Not like we didn’t see this coming. Today Microsoft and NetApp announces a three-year alliance on virtualization, cloud computing and storage management.
The pact includes joint product development, technical integration, sales and marketing activities.
Finally the Hyper-V enterprise users will have a solid alternative to Microsoft Data Protection Manager (DPM) for virtual machines live backup when using the Cluster Shared Volume (CSV) technology.
The two companies together will release architecture blueprints for disaster recovery with virtualization (like this one), snap-ins to manage the NetApp storage inside the Hyper-V console, management packs for System Center Operations Manager (SCOM).
On top of this NetApp will work with the recently formed team that is working on the Microsoft Infrastructure-as-a-Service (IaaS) offering, to be the storage partner of choice when Azure customers ask for private clouds solutions.

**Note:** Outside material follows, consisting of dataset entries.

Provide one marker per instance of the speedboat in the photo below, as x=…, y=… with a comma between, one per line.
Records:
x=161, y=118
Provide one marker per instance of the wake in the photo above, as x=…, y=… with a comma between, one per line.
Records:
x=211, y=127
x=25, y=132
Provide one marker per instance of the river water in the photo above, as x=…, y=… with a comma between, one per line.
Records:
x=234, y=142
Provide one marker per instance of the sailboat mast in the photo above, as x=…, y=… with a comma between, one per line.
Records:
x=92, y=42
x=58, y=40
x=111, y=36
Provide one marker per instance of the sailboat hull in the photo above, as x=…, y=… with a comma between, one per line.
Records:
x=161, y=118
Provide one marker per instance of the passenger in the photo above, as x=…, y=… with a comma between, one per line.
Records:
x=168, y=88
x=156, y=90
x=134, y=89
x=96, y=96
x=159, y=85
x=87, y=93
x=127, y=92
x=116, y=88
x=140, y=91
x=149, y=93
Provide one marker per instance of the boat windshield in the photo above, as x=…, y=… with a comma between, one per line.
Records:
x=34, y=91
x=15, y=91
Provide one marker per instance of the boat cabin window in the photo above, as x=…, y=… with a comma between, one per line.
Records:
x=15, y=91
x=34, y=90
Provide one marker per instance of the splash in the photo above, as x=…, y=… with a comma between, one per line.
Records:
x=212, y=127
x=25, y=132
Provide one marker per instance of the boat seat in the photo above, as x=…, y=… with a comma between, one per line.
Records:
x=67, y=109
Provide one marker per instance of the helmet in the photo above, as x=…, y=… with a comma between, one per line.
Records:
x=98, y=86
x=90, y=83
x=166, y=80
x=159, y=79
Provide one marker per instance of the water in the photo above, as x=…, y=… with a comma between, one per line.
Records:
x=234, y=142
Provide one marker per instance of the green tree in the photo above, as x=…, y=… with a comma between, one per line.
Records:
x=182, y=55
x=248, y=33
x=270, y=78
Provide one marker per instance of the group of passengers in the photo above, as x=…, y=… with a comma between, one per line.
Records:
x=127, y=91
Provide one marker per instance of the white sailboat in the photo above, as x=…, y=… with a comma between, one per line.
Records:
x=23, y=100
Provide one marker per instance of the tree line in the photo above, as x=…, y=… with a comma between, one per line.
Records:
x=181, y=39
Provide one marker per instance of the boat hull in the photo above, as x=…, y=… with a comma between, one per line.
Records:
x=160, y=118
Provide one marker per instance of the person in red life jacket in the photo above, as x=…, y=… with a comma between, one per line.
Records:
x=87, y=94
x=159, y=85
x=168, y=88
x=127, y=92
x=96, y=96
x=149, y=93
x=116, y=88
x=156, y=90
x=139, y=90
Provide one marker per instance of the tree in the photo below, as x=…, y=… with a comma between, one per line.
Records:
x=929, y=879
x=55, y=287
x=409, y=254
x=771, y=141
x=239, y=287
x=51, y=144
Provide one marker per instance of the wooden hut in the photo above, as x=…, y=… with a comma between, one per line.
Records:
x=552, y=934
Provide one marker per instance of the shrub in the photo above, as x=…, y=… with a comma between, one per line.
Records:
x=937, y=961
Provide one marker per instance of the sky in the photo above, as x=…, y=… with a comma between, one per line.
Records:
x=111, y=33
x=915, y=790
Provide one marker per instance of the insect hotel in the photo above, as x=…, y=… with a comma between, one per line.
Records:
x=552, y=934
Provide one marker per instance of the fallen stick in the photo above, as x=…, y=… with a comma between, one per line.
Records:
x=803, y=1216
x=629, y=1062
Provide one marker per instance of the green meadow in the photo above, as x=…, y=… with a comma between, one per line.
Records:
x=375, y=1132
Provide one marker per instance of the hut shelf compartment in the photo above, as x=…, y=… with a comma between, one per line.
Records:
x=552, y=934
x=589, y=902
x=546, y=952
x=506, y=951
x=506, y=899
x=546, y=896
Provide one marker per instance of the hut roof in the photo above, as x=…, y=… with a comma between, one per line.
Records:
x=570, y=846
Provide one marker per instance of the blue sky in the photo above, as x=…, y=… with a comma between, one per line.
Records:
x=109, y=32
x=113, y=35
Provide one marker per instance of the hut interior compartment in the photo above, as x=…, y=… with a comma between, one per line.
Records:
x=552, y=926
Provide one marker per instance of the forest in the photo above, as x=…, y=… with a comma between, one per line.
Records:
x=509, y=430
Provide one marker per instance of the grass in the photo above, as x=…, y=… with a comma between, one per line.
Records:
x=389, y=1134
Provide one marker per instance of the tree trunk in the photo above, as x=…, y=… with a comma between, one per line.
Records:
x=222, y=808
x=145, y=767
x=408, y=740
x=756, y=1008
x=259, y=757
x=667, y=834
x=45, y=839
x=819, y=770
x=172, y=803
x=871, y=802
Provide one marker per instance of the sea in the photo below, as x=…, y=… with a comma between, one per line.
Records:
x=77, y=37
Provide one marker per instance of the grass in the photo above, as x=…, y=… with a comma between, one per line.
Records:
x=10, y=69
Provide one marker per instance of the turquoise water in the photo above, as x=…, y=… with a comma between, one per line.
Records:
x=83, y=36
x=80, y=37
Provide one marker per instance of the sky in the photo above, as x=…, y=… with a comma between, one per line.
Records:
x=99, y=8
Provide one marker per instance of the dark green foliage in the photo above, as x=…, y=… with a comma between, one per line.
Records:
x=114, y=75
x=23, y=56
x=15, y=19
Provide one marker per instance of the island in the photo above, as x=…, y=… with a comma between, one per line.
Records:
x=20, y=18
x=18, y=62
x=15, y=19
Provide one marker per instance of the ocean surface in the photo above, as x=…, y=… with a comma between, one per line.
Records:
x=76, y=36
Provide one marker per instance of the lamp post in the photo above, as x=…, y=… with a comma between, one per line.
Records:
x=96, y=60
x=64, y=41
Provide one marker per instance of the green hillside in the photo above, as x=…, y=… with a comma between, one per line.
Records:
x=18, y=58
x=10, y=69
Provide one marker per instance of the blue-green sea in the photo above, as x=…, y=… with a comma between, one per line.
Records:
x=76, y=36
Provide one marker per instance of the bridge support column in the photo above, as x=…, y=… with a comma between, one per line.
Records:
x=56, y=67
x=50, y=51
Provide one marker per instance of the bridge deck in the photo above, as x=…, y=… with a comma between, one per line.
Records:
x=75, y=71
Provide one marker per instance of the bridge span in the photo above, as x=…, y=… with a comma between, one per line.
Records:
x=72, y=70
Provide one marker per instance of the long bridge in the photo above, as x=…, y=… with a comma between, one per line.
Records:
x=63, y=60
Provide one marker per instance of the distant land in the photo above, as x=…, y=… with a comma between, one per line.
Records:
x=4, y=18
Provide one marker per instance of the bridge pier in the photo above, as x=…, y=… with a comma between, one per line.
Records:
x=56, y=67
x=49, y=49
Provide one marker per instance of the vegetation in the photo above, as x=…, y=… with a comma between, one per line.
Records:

NetApp is a major storage partner of VMware, which spent remarkable effort in these years to persuade the customers that its products can integrate with VI (and now vSphere) much better than the ones offered by the VMware’s parent company EMC. For NetApp, VMware is a cash cow, despite EMC.
Nonetheless, the vendor now announces that it’s ready to become a major partner of Microsoft too, not just by supporting Hyper-V and System Center Virtual Machine Manager (SCVMM), but by signing a long-term agreement which even involves Azure.
This is just another effect of the VMware/Cisco/EMC (VCE, aka Virtual Compute Environment) coalition.
Pretty much like the acquisition of 3Com from HP. And the many more that will likely come.